Property	Description
Immutable	Cannot be modified after creation; transformations produce new RDDs
Lazy	Transformations are not executed until an action triggers computation
Partitioned	Split into chunks distributed across the cluster
Typed	Strongly typed in Scala/Java; dynamically typed in Python
In-memory	Default storage is RAM; spills to disk when memory is exhausted

Creating RDDs

from pyspark.sql import SparkSession

spark = SparkSession.builder.appName("RDD Basics").getOrCreate()
sc = spark.sparkContext

# From a Python collection
rdd1 = sc.parallelize([1, 2, 3, 4, 5])
rdd2 = sc.parallelize(range(1000), numSlices=8)   # 8 partitions

# From a file
rdd3 = sc.textFile("s3://bucket/logs/*.log")
rdd4 = sc.textFile("hdfs://namenode/data.txt", minPartitions=4)

# From another RDD (transformation)
rdd5 = rdd1.filter(lambda x: x % 2 == 0)
rdd6 = rdd3.map(lambda line: line.upper())

How Fault Tolerance Works

# Step 1: Create a chain of transformations
raw  = sc.textFile("s3://logs.txt")
filt = raw.filter(lambda l: "ERROR" in l)
msgs = filt.map(lambda l: l.split("|")[2])

# Step 2: If an executor fails mid-job and loses a partition of "msgs":
# - Spark does NOT need a backup copy of the data
# - Spark replays: textFile → filter → map for that partition only
# - Job continues without data loss

msgs.count()   # Completes even if a node fails

RDD Operations

rdd = sc.parallelize(["hello world", "apache spark", "big data"])

# Transformations (lazy)
words   = rdd.flatMap(lambda s: s.split())          # ["hello", "world", ...]
lengths = words.map(lambda w: (w, len(w)))          # [("hello", 5), ("world", 5), ...]
long_w  = words.filter(lambda w: len(w) > 4)       # ["hello", "world", "apache", "spark"]

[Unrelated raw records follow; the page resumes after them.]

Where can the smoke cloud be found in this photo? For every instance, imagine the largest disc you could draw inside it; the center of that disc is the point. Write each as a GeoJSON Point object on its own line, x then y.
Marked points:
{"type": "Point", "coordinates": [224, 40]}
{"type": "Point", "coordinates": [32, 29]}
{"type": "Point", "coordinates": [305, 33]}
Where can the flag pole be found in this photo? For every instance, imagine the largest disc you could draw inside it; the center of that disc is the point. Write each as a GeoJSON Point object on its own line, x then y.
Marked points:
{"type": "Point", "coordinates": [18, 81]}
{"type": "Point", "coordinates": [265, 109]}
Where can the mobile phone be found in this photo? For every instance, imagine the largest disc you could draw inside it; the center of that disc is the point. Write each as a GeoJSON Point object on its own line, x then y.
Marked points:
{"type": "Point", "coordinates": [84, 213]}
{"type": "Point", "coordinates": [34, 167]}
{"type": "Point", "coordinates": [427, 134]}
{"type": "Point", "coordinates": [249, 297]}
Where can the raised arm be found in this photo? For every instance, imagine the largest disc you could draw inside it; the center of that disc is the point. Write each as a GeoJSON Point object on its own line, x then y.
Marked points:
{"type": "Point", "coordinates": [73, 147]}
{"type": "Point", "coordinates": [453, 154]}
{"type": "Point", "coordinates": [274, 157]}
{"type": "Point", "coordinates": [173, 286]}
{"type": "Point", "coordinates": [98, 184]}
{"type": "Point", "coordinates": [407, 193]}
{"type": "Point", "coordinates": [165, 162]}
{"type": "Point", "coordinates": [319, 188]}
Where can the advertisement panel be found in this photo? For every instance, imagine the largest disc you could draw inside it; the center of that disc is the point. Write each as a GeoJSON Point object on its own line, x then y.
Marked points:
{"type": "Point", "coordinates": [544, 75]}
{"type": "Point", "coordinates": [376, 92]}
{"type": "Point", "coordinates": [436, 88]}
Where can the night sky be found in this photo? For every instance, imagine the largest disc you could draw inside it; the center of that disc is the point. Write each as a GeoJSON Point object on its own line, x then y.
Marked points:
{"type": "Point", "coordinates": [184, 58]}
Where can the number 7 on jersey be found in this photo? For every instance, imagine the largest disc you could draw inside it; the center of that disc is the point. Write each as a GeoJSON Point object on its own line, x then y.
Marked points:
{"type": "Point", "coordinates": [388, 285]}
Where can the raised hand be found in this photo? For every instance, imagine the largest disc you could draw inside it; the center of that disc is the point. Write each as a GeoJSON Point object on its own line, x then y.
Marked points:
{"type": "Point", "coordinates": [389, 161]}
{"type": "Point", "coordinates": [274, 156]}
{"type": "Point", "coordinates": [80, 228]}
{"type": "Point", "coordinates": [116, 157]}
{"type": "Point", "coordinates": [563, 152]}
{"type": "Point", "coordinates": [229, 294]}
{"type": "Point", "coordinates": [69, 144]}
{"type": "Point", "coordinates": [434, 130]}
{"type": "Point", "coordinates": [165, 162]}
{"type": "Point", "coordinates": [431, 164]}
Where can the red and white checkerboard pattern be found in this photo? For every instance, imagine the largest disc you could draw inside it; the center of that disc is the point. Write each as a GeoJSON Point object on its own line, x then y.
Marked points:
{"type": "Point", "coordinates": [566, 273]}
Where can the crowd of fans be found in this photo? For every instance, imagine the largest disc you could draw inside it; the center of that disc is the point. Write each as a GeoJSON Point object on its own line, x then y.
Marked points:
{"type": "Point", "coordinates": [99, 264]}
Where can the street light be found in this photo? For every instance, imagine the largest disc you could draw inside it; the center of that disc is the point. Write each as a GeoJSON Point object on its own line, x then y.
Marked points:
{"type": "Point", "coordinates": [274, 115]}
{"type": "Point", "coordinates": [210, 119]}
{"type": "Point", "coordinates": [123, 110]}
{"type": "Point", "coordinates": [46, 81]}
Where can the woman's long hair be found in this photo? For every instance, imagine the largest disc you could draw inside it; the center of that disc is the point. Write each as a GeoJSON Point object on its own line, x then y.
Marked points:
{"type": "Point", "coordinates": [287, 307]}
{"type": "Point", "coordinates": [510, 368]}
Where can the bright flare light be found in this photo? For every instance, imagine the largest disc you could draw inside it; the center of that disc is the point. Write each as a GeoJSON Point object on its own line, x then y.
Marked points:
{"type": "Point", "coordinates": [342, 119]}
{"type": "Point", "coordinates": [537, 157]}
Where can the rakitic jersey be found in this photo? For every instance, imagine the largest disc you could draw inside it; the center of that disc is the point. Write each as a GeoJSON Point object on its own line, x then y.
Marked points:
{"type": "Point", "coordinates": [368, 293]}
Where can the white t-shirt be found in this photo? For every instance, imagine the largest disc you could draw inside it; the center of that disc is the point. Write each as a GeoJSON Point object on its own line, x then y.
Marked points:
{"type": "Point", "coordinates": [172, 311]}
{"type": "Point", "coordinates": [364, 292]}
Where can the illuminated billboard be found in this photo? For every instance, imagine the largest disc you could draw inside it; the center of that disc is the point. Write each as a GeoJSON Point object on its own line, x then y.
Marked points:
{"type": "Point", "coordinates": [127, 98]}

# Actions (trigger execution)
long_w.collect()      # ["hello", "world", "apache", "spark"]
long_w.count()        # 4
long_w.take(2)        # ["hello", "world"]

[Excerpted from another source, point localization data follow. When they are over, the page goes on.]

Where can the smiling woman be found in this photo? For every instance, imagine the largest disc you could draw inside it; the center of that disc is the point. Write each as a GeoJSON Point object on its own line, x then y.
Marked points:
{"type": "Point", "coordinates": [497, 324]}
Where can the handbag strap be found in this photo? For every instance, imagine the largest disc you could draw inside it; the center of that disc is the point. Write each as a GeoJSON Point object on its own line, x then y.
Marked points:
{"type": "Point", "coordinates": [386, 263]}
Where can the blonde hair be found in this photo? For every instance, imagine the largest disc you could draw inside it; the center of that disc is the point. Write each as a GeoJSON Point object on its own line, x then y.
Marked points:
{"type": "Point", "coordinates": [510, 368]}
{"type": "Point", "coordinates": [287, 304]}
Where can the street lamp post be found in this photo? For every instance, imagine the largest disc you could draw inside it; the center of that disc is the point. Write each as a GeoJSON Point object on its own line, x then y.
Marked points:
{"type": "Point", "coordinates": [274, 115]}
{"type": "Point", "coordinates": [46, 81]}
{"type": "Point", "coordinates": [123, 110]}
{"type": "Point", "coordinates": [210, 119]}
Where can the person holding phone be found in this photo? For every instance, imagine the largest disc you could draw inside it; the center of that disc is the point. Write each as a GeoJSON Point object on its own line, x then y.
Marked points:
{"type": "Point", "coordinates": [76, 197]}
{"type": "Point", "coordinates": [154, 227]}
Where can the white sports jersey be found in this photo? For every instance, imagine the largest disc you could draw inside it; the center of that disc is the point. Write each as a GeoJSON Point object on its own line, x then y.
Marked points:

RDD vs DataFrame: When to Use Each

In 2025, use DataFrames for the vast majority of work:

Use RDDs When…	Use DataFrames When…
Processing unstructured data (raw text, binary)	Structured/semi-structured data
Complex custom logic that doesn’t map to DataFrame API	SQL-like transformations
Low-level control over partitioning	Automatic Catalyst optimization
Legacy Spark 1.x code	New code — always prefer DataFrames
Python closures with non-serializable objects	Standard column operations

DataFrames are faster (Catalyst + Tungsten), safer (schema enforcement), and more concise.